# Plastsol transfer tags



## WayneR. (Oct 27, 2009)

I was wondering if some people could post up pictures of there plastisol transferd tags so i could understand it, and i also i will probably use first-Edition and was wondering how i could gang the artwork to get maximum per sheet? thanks. and also the way to get different sizes on one sheet?


----------



## splathead (Dec 4, 2005)

Eric's site will give you a general idea of concept Linty Fresh — Home

You first want to decide on the size of your labels. Knowing the size of the transfers you want made will also help you decide this.

For example, on their 12X12 sheets (roughly 11X11 print area) you could gang 50 2X1 inch sized labels. Some of the 50 would say small, some medium, etc.

If say 1/2 of the shirts you normally sell are size large, then half of your labels on that sheet should say large.

You would normally gang your labels in a grid pattern, leaving enough room between them so you can easily cut them apart with scissors.


----------



## zeusprinting (Jun 21, 2009)

I actually just pressed this one.










These were ganged to fill up the sheet as splathead said.


----------



## PPop (Jan 18, 2009)

I have a question:

Can you "pre" label T-Shirts with the plastisol transfer, and then screen prit them, or do you have to print them 1st , then transfer?

Thank You.


----------



## splathead (Dec 4, 2005)

PPop said:


> I have a question:
> 
> Can you "pre" label T-Shirts with the plastisol transfer, and then screen prit them, or do you have to print them 1st , then transfer?


Yes, you can transfer first, then silkscreen with no problem. 

But if you screen print first, then use transfers for the labels, make sure you cover your screen print with a teflon sheet or paper to prevent re-melted ink from damaging your shirt or press.


----------



## fatherstrange (Oct 19, 2009)

zeusprinting said:


> I actually just pressed this one.
> 
> *Pic*
> 
> These were ganged to fill up the sheet as splathead said.


That looks nice! Good work!!

Is this made with transfers you printed out yourself with a basic printer?

Do you know any good transfers and were to buy?


----------



## madmoto (Jun 23, 2009)

fatherstrange said:


> That looks nice! Good work!!
> 
> Is this made with transfers you printed out yourself with a basic printer?
> 
> Do you know any good transfers and were to buy?



X2

would you care to shed some more information on these?


----------



## zeusprinting (Jun 21, 2009)

madmoto said:


> would you care to shed some more information on these?

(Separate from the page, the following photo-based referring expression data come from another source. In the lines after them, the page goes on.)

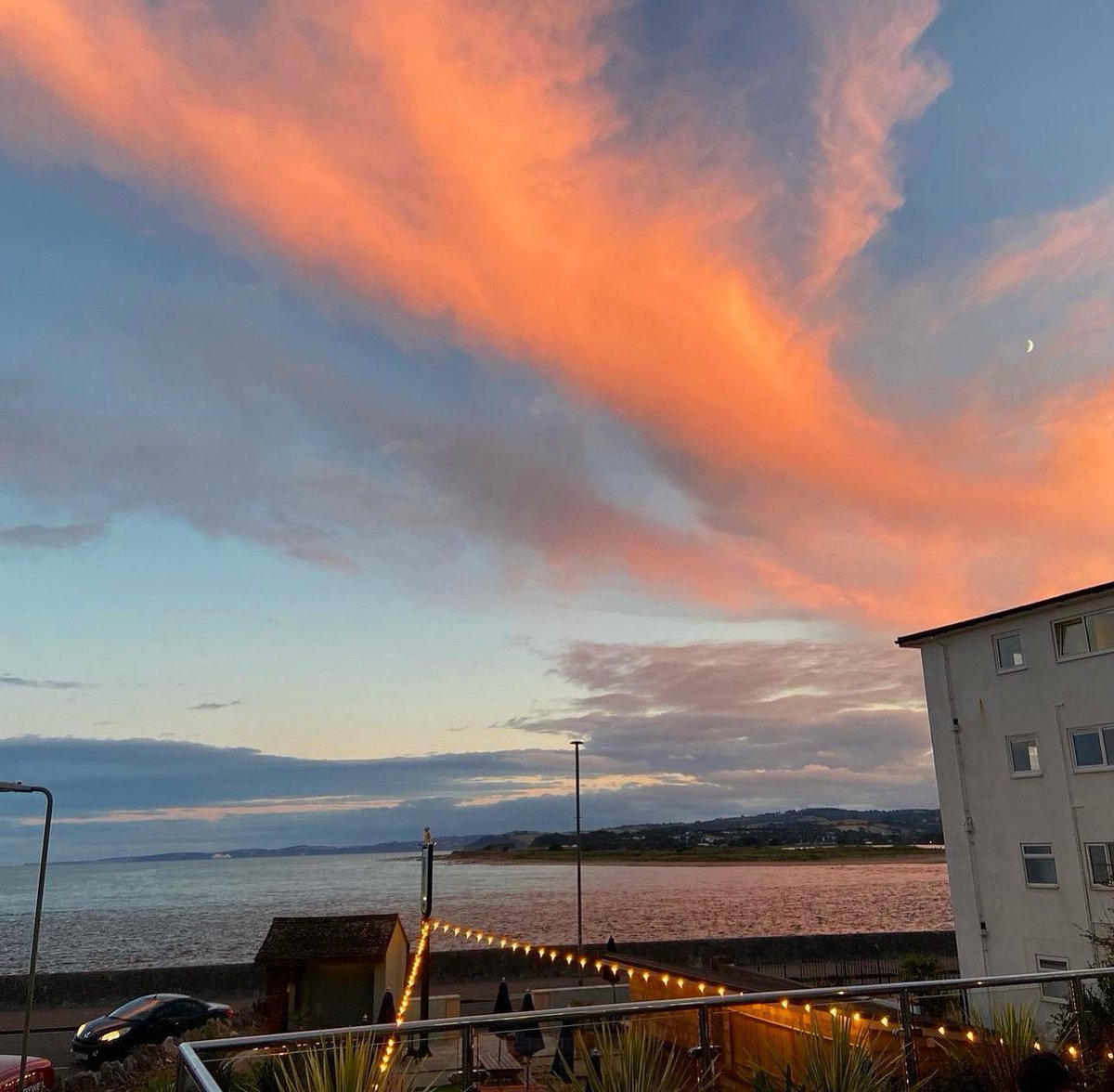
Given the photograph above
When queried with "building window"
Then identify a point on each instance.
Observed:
(1007, 652)
(1084, 635)
(1101, 858)
(1053, 991)
(1093, 748)
(1024, 761)
(1040, 866)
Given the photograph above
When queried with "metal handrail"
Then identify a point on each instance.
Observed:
(192, 1063)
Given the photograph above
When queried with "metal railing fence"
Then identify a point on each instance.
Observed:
(902, 997)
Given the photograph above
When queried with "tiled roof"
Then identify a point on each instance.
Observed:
(304, 940)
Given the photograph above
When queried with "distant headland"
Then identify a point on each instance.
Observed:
(805, 835)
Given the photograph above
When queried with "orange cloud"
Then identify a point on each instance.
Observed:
(870, 82)
(465, 162)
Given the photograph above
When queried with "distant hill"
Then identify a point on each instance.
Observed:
(805, 827)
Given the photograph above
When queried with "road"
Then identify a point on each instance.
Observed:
(53, 1029)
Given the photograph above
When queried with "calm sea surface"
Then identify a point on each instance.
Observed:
(166, 914)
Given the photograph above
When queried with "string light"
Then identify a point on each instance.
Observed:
(621, 968)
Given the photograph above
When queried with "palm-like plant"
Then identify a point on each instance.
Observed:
(1002, 1043)
(838, 1062)
(635, 1060)
(355, 1063)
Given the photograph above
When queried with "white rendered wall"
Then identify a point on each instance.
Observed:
(1062, 807)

The are not inkjet transfers. They are screen printed onto transfer paper and then heat pressed when needed onto the shirt. We printed these, which we can do for you. But, there are also many other companies providing custom plastisol transfers (search the forum).


----------



## madmoto (Jun 23, 2009)

zeusprinting said:


> The are not inkjet transfers. They are screen printed onto transfer paper and then heat pressed when needed onto the shirt. We printed these, which we can do for you. But, there are also many other companies providing custom plastisol transfers (search the forum).



Could you pm me some pricing on having this done? 

Thanks


----------